Coceira no corpo pode estar relacionada à fibromialgia? Dra. Ludmila explica no Saúde em Foco
Sintoma pode aparecer mesmo sem alterações visíveis na pele e estar associado à hipersensibilidade do sistema nervoso, inflamação, estresse e qualidade do sono.
No Saúde em Foco desta quinta-feira, a Dra. Ludmila Simões conversou com o apresentador Paulo Henrique sobre um sintoma que pode causar bastante desconforto em pessoas com fibromialgia: a coceira pelo corpo.
Durante o programa, a especialista explicou que pessoas com fibromialgia podem apresentar uma maior sensibilidade às sensações corporais. Segundo ela, o sistema nervoso pode permanecer em um estado de alerta constante, fazendo com que uma sensação aparentemente simples, como uma coceira, seja percebida de maneira muito mais intensa.
Coceira sem alterações na pele
Um dos pontos destacados na conversa foi que a coceira relacionada à hipersensibilidade não necessariamente apresenta sinais visíveis na pele.

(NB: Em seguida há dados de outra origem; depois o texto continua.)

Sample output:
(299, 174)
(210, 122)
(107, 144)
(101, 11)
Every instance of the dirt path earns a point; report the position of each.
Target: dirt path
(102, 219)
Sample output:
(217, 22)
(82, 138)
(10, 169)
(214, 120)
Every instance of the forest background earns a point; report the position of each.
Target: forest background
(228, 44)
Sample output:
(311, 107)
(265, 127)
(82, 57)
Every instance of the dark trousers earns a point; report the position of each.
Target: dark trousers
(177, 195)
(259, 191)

Enquanto uma reação alérgica ou uma picada, por exemplo, pode provocar manchas, vermelhidão ou outros sinais, algumas pessoas com fibromialgia podem sentir coceira intensa sem que exista uma alteração aparente.
A doutora também ressaltou que a inflamação do organismo pode contribuir para o aumento dessa sensibilidade. Por isso, diante de uma coceira persistente, é importante investigar o que pode estar provocando o sintoma.

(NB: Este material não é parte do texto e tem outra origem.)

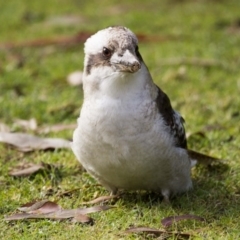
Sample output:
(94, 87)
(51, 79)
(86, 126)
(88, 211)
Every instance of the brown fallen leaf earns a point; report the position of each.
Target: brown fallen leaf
(43, 206)
(158, 232)
(168, 221)
(82, 219)
(27, 170)
(26, 142)
(101, 199)
(4, 127)
(50, 210)
(30, 124)
(57, 128)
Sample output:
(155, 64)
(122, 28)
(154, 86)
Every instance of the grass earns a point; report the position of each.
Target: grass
(33, 84)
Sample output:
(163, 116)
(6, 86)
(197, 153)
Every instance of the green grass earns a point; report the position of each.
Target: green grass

Estresse e sono ruim podem aumentar o desconforto
Outro assunto abordado foi a relação entre estresse, ansiedade e qualidade do sono.

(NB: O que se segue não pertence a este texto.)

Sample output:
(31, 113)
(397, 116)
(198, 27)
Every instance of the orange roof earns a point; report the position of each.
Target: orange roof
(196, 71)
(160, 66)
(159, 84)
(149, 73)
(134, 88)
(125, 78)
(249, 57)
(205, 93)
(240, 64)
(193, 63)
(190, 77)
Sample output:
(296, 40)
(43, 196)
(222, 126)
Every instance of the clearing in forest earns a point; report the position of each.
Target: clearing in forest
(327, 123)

De acordo com a Dra. Ludmila, quando a pessoa não dorme adequadamente, o organismo não consegue descansar e se recuperar como deveria. O estresse, por sua vez, pode contribuir para manter o sistema nervoso ainda mais ativado.
A combinação desses fatores pode aumentar a percepção de sintomas como coceira, ardência e queimação, que já são relatados por algumas pessoas que convivem com a fibromialgia.
Água muito quente também pode piorar a coceira
Com as temperaturas mais baixas, é comum aumentar a temperatura do banho. Porém, a Dra. Ludmila chamou atenção para o fato de que banhos muito quentes podem prejudicar a proteção natural da pele, deixando-a mais ressecada e favorecendo o desconforto.
Nesse caso, a coceira não estaria necessariamente relacionada à fibromialgia, mas à própria condição da pele. Por isso, é importante observar as características do sintoma.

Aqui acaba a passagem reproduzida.